The Robeson County grouping will include two districts. One will be made up of Columbus County and part of Robeson – likely the Lumberton area – and the other a heavily Lumbee district comprised of the remaining rural Robeson County precincts. Both districts likely will be 60%+ Trump districts and give the GOP an excellent pickup opportunity. Current State Rep. Charles Graham appears to have seen the writing on the wall and already announced he’ll run for Congress instead of seeking re-election to the State House.
This two-county grouping will include two districts – one entirely in Nash County the other comprised of all of Wilson and a piece of Nash County. Democratic Representatives Galliard and Cooper-Suggs currently represent the district, and while the new grouping will have two seats and the incumbents will not be double-bunked, we expect both districts to be very competitive. The Wilson district with a handful of Nash precincts will be close to a 50/50 toss up. It is hard to see a path to a Democratic majority in the House without winning both of these conservative rural seats.
Cumberland County was a whole county in the old map and it’s a whole county in the new map, with four current districts and four current members. Like Guilford, it is an urban county that will likely see only minor adjustments to accommodate population changes. The current map has two competitive seats and two Democratic seats. Like in Guilford, we could see that same breakdown or a redraw that creates a stronger Republican district, a lean Democratic seat and two solid Democratic seats.
Duplin and Sampson County form a two-district grouping with three incumbents. One of the districts will be all of Sampson and part of Wayne and the other district will be made up of the rest of Wayne County. Both districts should lean GOP. There are two Republicans – Rep. Bell (Wayne) and Rep. Dixon (Duplin) – in the district and one Democrat. Rep. Smith (Wayne), the Democrat, is likely to end up double bunked with one of the incumbent Republicans in a GOP-leaning district.
Pitt County, like Alamance County, is a very competitive county. Currently Pitt is represented by two Democratic incumbents, but Pitt will likely have one leaning Democratic district and one GOP-leaning district in the new map. This represents another Republican Party pickup opportunity, and whether Reps. Smith and Farkas end up double bunked or in different districts bears watching.
The Craven-Carteret grouping will include two districts. One will be a strong GOP district that Rep. McElraft calls home, made up of all of Carteret and a precinct or two in Craven. The other strong GOP district includes most of Craven County, where Rep. Steve Tyson lives.
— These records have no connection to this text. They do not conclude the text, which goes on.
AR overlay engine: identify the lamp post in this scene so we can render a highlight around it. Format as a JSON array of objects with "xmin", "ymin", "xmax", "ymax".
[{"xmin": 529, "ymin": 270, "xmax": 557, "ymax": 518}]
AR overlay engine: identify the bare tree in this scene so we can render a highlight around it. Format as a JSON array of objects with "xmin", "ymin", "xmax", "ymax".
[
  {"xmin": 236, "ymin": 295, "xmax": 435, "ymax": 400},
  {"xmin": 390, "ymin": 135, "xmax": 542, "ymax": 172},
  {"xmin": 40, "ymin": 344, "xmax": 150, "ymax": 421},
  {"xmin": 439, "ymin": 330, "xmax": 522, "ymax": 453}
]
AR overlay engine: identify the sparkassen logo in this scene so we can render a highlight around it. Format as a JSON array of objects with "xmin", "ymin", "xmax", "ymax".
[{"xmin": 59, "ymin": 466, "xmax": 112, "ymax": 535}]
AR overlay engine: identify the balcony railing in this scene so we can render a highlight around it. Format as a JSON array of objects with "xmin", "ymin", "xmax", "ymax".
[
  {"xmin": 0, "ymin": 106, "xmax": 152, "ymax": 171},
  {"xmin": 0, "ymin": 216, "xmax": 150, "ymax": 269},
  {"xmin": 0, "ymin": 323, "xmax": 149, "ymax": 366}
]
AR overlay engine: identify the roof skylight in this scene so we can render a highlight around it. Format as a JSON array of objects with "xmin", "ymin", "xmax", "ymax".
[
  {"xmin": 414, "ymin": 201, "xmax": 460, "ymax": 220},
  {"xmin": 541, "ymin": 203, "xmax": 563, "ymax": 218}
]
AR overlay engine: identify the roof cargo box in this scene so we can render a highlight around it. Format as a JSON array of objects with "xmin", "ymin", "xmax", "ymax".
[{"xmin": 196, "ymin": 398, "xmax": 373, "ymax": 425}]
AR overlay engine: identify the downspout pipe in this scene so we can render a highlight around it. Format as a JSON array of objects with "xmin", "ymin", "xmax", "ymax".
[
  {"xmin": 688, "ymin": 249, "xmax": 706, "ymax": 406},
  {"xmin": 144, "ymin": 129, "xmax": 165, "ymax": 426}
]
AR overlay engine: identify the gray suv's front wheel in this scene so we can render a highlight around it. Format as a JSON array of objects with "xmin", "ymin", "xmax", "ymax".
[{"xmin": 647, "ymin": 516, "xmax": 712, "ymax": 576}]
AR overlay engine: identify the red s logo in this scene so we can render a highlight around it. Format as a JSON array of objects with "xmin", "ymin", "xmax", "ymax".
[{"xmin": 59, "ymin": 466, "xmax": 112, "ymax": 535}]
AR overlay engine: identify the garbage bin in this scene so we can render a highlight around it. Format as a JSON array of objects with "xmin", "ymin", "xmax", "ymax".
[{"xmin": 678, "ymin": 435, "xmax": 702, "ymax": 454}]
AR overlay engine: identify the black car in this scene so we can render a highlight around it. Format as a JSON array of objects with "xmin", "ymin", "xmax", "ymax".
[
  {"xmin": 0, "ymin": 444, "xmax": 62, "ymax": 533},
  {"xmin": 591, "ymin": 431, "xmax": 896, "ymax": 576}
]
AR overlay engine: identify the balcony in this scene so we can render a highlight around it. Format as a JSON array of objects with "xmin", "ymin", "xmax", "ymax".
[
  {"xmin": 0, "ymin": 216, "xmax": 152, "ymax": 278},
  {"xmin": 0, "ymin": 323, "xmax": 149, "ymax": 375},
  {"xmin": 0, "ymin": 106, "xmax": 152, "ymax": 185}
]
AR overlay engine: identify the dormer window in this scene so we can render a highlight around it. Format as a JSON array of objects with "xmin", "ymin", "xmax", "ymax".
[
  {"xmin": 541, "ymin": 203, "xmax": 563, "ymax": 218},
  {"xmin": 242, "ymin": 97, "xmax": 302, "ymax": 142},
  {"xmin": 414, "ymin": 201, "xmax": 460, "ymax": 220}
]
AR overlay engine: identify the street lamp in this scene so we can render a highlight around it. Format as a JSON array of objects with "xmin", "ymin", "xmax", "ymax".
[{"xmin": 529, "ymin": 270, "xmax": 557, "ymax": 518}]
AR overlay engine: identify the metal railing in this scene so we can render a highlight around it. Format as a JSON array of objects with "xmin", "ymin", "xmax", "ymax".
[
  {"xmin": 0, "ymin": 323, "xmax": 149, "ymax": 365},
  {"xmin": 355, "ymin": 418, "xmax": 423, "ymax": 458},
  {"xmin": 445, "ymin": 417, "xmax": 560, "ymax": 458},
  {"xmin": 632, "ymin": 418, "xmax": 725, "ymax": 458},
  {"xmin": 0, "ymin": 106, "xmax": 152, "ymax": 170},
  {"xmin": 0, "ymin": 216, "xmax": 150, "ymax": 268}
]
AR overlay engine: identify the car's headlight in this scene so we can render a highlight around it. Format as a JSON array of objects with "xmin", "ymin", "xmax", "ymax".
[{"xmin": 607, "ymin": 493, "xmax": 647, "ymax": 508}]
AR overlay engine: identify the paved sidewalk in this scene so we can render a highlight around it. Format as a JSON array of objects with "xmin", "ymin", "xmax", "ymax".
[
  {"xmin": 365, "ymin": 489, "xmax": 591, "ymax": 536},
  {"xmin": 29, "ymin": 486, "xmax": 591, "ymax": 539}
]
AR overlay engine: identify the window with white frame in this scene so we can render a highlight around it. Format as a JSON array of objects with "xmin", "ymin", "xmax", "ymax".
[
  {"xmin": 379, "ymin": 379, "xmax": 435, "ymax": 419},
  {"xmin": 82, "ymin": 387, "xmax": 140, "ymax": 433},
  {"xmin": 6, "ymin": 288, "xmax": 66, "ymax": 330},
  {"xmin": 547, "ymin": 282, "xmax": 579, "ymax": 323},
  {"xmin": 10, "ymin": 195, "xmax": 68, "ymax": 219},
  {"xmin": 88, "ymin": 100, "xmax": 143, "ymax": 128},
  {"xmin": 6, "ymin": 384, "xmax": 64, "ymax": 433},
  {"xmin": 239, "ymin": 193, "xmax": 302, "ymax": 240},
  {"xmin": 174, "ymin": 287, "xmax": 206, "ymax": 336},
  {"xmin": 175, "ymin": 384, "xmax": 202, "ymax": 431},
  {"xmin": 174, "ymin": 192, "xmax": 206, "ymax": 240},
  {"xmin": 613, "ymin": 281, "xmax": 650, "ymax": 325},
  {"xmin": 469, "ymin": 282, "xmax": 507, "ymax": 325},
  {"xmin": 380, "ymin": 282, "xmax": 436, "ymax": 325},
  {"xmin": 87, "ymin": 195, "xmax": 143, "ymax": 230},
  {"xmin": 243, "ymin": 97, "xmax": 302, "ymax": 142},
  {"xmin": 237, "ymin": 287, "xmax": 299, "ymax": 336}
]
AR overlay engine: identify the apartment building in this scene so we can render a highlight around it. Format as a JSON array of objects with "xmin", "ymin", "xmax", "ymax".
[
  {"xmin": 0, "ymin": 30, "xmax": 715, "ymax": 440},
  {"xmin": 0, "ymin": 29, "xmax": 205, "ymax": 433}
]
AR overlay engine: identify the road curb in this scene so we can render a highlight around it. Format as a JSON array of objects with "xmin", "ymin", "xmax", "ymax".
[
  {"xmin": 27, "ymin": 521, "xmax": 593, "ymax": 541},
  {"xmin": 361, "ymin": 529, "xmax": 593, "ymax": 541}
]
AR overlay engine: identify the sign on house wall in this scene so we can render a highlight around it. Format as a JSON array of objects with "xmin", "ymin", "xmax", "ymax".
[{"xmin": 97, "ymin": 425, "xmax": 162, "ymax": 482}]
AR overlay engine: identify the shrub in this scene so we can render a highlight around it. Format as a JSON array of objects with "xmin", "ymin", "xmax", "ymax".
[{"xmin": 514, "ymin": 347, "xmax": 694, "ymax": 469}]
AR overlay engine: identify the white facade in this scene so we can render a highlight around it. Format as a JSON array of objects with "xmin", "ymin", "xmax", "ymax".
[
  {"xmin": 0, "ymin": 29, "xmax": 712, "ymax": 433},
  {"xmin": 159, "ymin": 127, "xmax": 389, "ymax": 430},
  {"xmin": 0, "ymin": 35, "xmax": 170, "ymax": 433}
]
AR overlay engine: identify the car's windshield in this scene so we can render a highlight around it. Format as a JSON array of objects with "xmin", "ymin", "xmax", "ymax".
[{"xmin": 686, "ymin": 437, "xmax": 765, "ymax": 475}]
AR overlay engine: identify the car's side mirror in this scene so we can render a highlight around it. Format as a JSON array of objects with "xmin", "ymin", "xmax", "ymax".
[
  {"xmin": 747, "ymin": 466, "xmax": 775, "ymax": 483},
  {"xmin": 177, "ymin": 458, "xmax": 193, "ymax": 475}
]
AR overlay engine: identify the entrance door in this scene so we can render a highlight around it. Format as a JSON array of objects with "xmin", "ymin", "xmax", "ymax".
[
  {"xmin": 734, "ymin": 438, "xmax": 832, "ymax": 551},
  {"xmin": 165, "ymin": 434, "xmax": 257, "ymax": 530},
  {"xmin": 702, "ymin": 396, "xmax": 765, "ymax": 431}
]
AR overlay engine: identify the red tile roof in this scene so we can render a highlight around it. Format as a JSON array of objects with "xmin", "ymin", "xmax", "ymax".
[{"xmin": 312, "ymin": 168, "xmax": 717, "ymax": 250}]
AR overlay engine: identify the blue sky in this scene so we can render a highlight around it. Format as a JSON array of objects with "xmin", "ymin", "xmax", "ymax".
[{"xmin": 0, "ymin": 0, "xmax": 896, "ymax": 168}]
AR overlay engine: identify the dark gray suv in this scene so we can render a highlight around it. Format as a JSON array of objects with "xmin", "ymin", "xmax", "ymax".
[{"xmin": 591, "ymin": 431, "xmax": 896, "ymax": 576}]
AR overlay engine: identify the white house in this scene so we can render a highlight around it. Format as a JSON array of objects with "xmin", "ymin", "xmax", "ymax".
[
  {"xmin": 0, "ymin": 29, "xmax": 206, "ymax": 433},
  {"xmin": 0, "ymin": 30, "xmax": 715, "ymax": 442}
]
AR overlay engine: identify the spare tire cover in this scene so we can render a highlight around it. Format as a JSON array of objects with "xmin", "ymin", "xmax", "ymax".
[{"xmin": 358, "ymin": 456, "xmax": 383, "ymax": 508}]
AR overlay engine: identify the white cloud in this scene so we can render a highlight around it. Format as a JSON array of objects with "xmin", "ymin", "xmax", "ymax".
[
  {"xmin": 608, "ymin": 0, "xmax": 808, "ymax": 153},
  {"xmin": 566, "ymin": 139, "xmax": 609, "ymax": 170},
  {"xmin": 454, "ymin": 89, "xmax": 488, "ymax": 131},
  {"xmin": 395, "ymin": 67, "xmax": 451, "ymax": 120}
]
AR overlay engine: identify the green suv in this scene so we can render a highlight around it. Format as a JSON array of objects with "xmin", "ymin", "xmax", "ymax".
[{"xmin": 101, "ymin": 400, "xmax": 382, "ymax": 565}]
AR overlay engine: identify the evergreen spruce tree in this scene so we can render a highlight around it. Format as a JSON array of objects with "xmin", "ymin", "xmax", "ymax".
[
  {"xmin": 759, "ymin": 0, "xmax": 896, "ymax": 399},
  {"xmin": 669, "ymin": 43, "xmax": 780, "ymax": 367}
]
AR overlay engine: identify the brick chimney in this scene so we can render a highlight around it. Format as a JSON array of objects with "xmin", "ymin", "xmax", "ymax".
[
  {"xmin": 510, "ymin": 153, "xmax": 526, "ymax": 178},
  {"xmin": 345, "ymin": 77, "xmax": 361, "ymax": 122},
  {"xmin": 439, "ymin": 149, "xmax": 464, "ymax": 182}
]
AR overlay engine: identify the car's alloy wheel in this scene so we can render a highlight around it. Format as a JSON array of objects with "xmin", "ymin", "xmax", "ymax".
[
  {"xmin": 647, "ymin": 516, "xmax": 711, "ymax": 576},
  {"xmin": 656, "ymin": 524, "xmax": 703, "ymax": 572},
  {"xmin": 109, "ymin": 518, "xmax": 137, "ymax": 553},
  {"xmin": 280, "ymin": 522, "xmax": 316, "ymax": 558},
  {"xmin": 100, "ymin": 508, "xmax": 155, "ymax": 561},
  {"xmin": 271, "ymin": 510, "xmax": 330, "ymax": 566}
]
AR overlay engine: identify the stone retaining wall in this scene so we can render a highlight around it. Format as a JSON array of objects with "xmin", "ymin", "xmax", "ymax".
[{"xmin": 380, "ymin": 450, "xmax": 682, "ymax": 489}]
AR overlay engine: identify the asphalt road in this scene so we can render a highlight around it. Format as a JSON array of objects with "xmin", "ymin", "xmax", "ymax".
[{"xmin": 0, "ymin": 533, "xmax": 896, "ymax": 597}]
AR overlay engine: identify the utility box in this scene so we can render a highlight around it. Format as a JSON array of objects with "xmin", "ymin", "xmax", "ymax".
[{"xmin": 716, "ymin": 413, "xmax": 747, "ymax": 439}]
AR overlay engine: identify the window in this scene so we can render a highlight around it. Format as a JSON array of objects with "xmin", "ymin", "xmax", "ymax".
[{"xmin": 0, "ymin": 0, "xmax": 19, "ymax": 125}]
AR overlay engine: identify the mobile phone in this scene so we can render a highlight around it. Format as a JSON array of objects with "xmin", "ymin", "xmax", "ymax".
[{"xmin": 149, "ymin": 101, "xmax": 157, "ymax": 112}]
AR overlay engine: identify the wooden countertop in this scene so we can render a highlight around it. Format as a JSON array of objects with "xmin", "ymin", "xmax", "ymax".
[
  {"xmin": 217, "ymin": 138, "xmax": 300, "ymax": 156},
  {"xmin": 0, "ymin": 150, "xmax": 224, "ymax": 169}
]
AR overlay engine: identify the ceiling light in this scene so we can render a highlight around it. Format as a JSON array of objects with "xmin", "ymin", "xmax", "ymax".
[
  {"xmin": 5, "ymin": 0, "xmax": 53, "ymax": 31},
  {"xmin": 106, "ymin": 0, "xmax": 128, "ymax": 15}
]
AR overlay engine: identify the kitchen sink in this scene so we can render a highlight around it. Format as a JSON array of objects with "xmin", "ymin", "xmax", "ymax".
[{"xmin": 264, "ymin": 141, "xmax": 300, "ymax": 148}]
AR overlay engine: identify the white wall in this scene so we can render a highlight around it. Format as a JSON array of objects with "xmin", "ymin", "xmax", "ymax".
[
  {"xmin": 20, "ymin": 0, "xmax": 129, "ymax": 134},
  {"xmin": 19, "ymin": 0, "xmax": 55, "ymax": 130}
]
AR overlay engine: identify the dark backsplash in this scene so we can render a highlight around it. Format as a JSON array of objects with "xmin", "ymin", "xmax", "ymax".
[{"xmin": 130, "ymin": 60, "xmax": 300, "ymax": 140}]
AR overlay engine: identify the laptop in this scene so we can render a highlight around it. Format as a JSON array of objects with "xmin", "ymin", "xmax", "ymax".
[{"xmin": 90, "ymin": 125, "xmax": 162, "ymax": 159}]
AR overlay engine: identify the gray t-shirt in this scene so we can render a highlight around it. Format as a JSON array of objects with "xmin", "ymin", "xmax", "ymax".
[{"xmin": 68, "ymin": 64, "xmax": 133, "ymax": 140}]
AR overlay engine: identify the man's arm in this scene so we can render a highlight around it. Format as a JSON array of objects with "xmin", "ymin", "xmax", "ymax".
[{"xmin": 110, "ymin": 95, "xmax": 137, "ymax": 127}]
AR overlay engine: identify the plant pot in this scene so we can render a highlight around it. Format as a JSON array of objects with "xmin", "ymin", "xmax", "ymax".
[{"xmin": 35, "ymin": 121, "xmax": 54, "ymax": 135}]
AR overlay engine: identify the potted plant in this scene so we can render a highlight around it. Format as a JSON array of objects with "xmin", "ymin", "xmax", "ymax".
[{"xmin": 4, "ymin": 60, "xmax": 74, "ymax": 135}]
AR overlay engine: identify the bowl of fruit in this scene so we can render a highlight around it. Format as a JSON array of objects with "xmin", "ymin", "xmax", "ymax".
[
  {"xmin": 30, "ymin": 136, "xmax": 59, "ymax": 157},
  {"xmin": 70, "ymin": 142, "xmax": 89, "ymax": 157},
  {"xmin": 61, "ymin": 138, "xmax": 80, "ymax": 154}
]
This grouping will include two Republican leaning districts entirely within Onslow County and one seat comprising all of Pender and the remainder of Onslow County. All three districts will be leaning GOP seats and should re-elect incumbent Reps. Cleveland (Onslow), Shepard (Onslow) and Smith (Pender.)
The final grouping, New Hanover and Brunswick Counties, will have four districts: one entirely in Brunswick, two entirely in New Hanover and one district that includes pieces of both. Currently the group is represented by three Republicans and one Democrat. We project the new map will include two strong GOP seats, one leaning GOP seat and one Democratic seat, giving all four incumbents opportunities to be re-elected.
The bottom line in the House is Republicans will start with a floor close to the 60 seats needed for a majority. Democrats face a tough task, starting with about 40 solid seats and needing to win all of the approximately 20 competitive seats to have a shot at retaking the chamber.